Hay experiencias en el universo de la lectura que trascienden el mero entretenimiento para convertirse en auténticas conexiones humanas. El acto de abrir una novela y sumergirse en sus páginas es, en esencia, un ejercicio de complicidad silenciosa. Nos adentramos en universos ajenos buscando respuestas, consuelo o, simplemente, un refugio donde habitar por unas horas lejos del ruido exterior. Y pocas veces una figura de la literatura moderna ha sabido capturar esa sensación tan específica como J. D. Salinger en esta célebre reflexión.

La cita pertenece al universo de su obra más universal, El guardián entre el centeno, y resuena con una fuerza inusitada en cualquier época. Salinger entendía la literatura no como un producto de consumo rápido, sino como un puente tendido en la oscuridad. Cuando un libro deja una huella profunda en nosotros, el autor deja de ser una firma lejana en la solapa para convertirse en alguien a quien sentimos conocer íntimamente, alguien que parece habernos leído el pensamiento antes de escribir la primera línea.

La soledad hiperconectada de 2026 y la necesidad de buscar refugio en la intimidad del papel

Resulta fascinante comprobar cómo esta frase cobra un matiz casi urgente en nuestro presente digitalizado. En pleno 2026, vivimos rodeados de pantallas, notificaciones constantes, algoritmos que prometen conectar a millones de personas y una supuesta comunicación global que, con demasiada frecuencia, se queda en la superficie. Sin embargo, la paradoja de la hiperconectividad es que la sensación de aislamiento y soledad nunca había sido tan masiva. Estamos conectados a todo el mundo, pero pocas veces sentimos que alguien nos comprende de verdad.

Feyza Daştan

Es precisamente ahí donde el libro físico recupera su poder revolucionario y terapéutico.
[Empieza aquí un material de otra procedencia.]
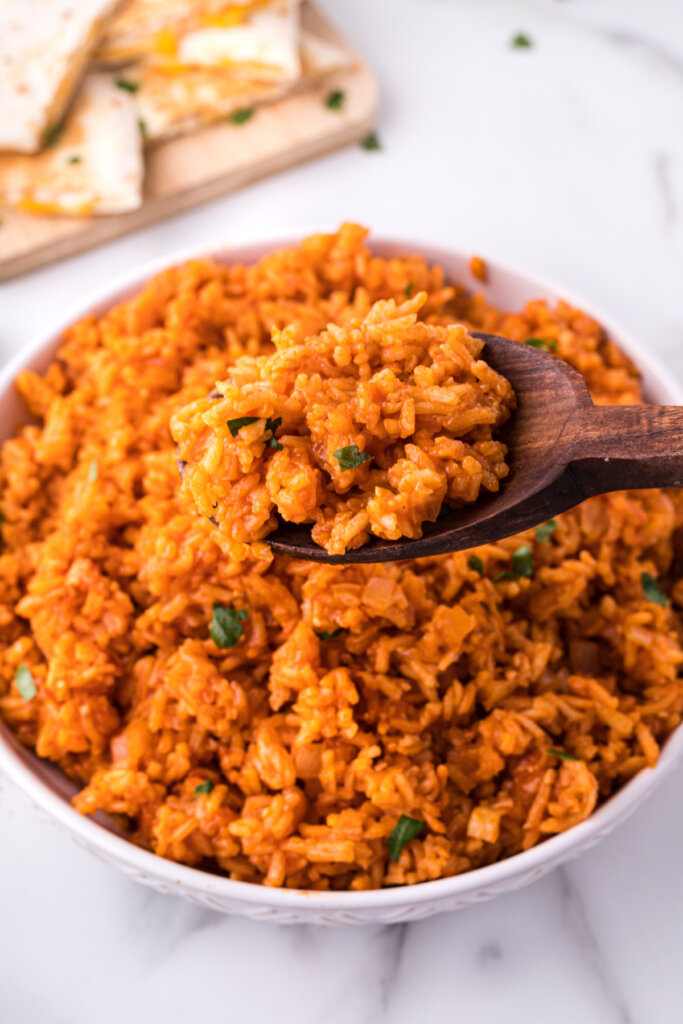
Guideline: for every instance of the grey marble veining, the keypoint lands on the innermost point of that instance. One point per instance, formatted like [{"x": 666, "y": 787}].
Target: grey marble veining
[{"x": 567, "y": 158}]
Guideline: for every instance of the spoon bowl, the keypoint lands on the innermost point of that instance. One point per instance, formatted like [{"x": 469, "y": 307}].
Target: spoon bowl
[{"x": 561, "y": 450}]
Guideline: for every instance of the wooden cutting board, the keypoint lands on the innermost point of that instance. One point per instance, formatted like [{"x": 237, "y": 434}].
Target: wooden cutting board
[{"x": 209, "y": 163}]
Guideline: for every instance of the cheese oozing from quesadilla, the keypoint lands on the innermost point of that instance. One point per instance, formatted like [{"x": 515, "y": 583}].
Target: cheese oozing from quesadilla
[
  {"x": 94, "y": 166},
  {"x": 146, "y": 30},
  {"x": 170, "y": 104},
  {"x": 262, "y": 46},
  {"x": 44, "y": 45}
]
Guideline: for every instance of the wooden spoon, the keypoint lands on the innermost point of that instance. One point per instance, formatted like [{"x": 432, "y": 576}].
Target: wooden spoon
[{"x": 562, "y": 449}]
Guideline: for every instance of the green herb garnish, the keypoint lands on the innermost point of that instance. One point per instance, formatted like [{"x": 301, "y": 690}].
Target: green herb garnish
[
  {"x": 350, "y": 457},
  {"x": 548, "y": 343},
  {"x": 652, "y": 591},
  {"x": 52, "y": 135},
  {"x": 474, "y": 562},
  {"x": 335, "y": 99},
  {"x": 272, "y": 425},
  {"x": 521, "y": 41},
  {"x": 545, "y": 529},
  {"x": 241, "y": 116},
  {"x": 26, "y": 684},
  {"x": 127, "y": 85},
  {"x": 404, "y": 829},
  {"x": 235, "y": 426},
  {"x": 371, "y": 141},
  {"x": 324, "y": 635},
  {"x": 522, "y": 564},
  {"x": 226, "y": 626},
  {"x": 204, "y": 787}
]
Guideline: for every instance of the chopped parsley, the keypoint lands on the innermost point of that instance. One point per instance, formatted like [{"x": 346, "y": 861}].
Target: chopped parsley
[
  {"x": 548, "y": 343},
  {"x": 272, "y": 425},
  {"x": 26, "y": 684},
  {"x": 204, "y": 787},
  {"x": 350, "y": 457},
  {"x": 652, "y": 591},
  {"x": 324, "y": 635},
  {"x": 522, "y": 564},
  {"x": 404, "y": 829},
  {"x": 475, "y": 563},
  {"x": 127, "y": 85},
  {"x": 241, "y": 116},
  {"x": 545, "y": 529},
  {"x": 521, "y": 41},
  {"x": 226, "y": 626},
  {"x": 235, "y": 426},
  {"x": 371, "y": 141},
  {"x": 334, "y": 99},
  {"x": 53, "y": 134}
]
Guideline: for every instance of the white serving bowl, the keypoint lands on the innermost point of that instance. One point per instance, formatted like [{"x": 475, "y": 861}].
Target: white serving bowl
[{"x": 49, "y": 792}]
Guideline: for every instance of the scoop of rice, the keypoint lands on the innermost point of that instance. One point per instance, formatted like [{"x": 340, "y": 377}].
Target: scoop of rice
[{"x": 365, "y": 428}]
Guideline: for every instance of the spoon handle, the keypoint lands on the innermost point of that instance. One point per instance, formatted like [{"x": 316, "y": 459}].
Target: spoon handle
[{"x": 622, "y": 448}]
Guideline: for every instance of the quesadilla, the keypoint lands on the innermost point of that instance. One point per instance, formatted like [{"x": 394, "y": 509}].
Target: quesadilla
[
  {"x": 153, "y": 30},
  {"x": 262, "y": 46},
  {"x": 44, "y": 45},
  {"x": 95, "y": 165},
  {"x": 170, "y": 104}
]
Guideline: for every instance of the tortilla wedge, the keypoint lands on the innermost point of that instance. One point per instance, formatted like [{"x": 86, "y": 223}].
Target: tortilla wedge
[
  {"x": 148, "y": 29},
  {"x": 171, "y": 104},
  {"x": 94, "y": 167},
  {"x": 44, "y": 46}
]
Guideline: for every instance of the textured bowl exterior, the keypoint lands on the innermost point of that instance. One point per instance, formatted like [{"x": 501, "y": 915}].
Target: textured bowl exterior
[{"x": 49, "y": 792}]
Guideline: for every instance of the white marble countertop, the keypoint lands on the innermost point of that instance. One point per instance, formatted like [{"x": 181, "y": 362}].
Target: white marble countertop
[{"x": 568, "y": 158}]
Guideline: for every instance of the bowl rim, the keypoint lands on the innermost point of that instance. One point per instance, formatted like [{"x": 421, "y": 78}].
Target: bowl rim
[{"x": 138, "y": 860}]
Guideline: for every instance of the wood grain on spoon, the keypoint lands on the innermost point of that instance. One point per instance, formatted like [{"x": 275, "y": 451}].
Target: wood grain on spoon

Cuando llegamos a casa tras una interminable jornada laboral marcada por el parpadeo de los correos electrónicos y la exigencia de inmediatez de las redes sociales, abrir un buen libro es el equivalente a colgar el cartel de cerrado por derribo en el mundo exterior. No necesitamos buscar validación digital ni exponernos al juicio ajeno; solo necesitamos la voz honesta de un autor que, a través de la tinta, nos susurra que no estamos solos en nuestras rarezas, nuestros miedos y nuestras pequeñas alegrías cotidianas.

Ese deseo del que hablaba Salinger —el de poder llamar por teléfono al escritor tras cerrar la última página— es en realidad la prueba definitiva de que la literatura cumple su propósito más sagrado. Los grandes libros actúan como un hogar portátil al que siempre podemos regresar cuando el mundo se vuelve demasiado ruidoso o complejo de habitar. Y aunque jamás podamos descolgar el teléfono para hablar con quienes crearon esas historias, nos queda el consuelo íntimo de saber que, en cada lectura compartida, su alma sigue dialogando directamente con la nuestra.